Defining Machine Learning and Its Processes
Machine learning is the practice of applying algorithmic models to data over and over again so that your computer discovers hidden patterns or trends that you can use to make predictions. It’s also called algorithmic learning. Machine learning has a vast and ever-expanding assortment of use cases, including
Real-time Internet advertising
Internet marketing personalization
Internet search
Spam filtering
Recommendation engines
Natural language processing and sentiment analysis
Automatic facial recognition
Customer churn prediction
Credit score modeling
Survival analysis for mechanical equipment
Walking through the steps of the machine learning process
Three main steps are involved in machine learning: setup, learning, and application. Setup involves acquiring data, preprocessing it, selecting the most appropriate variables for the task at hand (called feature selection), and breaking the data into training and test datasets. You use the training data to train the model, and the test data to test the accuracy of the model’s predictions. The learning step involves model experimentation, training, building, and testing. The application step involves model deployment and prediction.

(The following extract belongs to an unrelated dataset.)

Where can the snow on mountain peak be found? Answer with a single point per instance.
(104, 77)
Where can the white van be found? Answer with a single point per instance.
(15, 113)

FIGURE 3-1: A example of a simple random sample
Becoming familiar with machine learning terms
Before diving too deeply into a discussion of machine learning methods, you need to know about the (sometimes confusing) vocabulary associated with the field. Because machine learning is an offshoot of both traditional statistics and computer science, it has adopted terms from both fields and added a few of its own. Here is what you need to know:
Instance: The same as a row (in a data table), an observation (in statistics), and a data point. Machine learning practitioners are also known to call an instance a case.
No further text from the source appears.